Questa grave incertezza, oltre a determinare una sperequazione tra utenti del servizio nelle diverse aree del Paese, con i rischi di aumenti di tariffe sopra richiamati, comporta anche importanti difficoltà materiali nella redazione dei PEF 2024, la cui prossima scadenza del 30 aprile è imminente e, in moltissime realtà, insostenibile.
In questo contesto di grave incertezza, si registrano poi diffusi ritardi anche nell’aggiornamento biennale 2024-2025 del PEF. Senza un PEF validato non è possibile approvare le tariffe entro il 30 aprile, con conseguente conferma tacita delle tariffe deliberate nel 2023, che però risulteranno insufficienti a coprire i costi effettivi 2024. In assenza di PEF disponibili in tempo utile, quindi in approvazione oltre il termine del 30 aprile, i Comuni potranno confermare provvisoriamente le tariffe vigenti e deliberare le nuove tariffe entro il 31 luglio, al fine di ripristinare gli equilibri di bilancio (in applicazione dell’art. 193 del TUEL), ma tale possibilità appare percorribile solo per la Tari e non per la tariffa rifiuti corrispettiva, sicché si verrà a creare un corto circuito tra le norme di riferimento e le prescrizioni di ARERA sulla redazione del PEF, con il rischio di non garantire la copertura integrale dei costi.
L’ANCI si è attivata fin dai mesi scorsi richiamando attenzione del Governo sulla problematica anche con la presentazione di un emendamento che regola la situazione e proroga al 30 giugno prossimo la scadenza dei PEF e delle tariffe del prelievo sui rifiuti, che purtroppo non è stato accolto.
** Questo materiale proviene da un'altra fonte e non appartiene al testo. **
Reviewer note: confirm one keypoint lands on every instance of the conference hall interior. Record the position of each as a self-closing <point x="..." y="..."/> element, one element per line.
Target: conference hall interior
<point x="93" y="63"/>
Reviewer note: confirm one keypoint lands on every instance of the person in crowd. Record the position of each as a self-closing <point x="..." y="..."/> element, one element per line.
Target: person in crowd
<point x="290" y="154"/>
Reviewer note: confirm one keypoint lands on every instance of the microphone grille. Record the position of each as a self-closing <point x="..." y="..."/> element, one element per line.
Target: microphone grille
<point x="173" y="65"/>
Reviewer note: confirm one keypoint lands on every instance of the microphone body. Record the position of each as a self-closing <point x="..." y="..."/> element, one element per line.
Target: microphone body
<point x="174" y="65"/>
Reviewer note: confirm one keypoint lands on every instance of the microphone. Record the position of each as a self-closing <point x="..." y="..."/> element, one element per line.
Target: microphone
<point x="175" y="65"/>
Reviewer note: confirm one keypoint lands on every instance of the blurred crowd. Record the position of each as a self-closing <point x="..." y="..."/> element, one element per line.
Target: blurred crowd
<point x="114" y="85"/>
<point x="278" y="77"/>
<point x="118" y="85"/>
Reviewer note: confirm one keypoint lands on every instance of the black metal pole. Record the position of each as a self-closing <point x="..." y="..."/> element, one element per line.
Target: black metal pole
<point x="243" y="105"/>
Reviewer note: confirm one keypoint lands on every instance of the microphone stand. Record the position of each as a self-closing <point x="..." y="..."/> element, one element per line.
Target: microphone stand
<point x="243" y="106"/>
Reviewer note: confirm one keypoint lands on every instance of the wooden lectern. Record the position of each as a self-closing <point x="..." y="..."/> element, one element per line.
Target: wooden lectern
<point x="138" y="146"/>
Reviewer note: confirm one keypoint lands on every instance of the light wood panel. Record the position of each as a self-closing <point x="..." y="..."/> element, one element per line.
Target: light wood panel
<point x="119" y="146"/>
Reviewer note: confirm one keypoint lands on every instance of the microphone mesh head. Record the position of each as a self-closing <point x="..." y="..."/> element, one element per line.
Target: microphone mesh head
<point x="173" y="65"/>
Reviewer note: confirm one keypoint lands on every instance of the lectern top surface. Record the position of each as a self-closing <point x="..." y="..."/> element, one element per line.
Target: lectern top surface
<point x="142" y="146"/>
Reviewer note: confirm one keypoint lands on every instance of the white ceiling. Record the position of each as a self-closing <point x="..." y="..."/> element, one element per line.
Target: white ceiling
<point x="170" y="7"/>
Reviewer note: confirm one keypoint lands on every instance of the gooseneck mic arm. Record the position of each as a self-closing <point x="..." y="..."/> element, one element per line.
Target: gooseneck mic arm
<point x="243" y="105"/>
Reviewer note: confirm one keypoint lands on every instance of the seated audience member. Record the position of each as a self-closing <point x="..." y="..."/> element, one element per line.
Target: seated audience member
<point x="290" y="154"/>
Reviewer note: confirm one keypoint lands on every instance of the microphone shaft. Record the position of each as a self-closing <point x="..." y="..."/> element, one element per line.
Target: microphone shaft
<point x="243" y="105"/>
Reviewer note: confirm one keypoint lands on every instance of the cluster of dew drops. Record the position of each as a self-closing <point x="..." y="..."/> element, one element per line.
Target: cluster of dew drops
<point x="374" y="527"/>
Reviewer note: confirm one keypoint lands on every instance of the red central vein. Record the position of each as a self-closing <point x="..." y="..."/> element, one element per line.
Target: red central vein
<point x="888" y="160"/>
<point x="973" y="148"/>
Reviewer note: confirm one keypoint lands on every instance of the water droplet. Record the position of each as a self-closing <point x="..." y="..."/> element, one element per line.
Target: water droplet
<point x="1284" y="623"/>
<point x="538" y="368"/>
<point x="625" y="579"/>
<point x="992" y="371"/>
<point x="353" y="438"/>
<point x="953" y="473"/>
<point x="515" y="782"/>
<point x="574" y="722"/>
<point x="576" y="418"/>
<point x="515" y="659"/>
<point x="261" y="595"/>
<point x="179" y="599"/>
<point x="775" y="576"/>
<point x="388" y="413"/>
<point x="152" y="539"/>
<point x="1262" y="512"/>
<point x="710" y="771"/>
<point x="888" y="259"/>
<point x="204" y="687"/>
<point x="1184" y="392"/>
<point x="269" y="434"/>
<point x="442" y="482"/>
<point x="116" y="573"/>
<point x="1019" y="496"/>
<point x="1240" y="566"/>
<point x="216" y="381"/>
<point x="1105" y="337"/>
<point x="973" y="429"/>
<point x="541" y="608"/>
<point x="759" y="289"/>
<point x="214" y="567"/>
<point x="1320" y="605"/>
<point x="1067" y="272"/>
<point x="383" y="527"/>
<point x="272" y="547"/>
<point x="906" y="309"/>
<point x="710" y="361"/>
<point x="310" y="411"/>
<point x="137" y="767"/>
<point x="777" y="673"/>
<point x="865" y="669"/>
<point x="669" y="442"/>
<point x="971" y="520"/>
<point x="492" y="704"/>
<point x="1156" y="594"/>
È necessario e ormai improcrastinabile che Governo e Parlamento prendano atto al più presto di questa particolare emergenza, da un lato prevedendo un termine più ampio per la redazione dei PEF, almeno al 30 giugno, e dall’altro prevedendo una soluzione tampone per le annualità che restano prive di regolazione degli impianti cosiddetti “minimi”(2022 e 2023) per scongiurare aumenti di tariffe in molte realtà territoriali.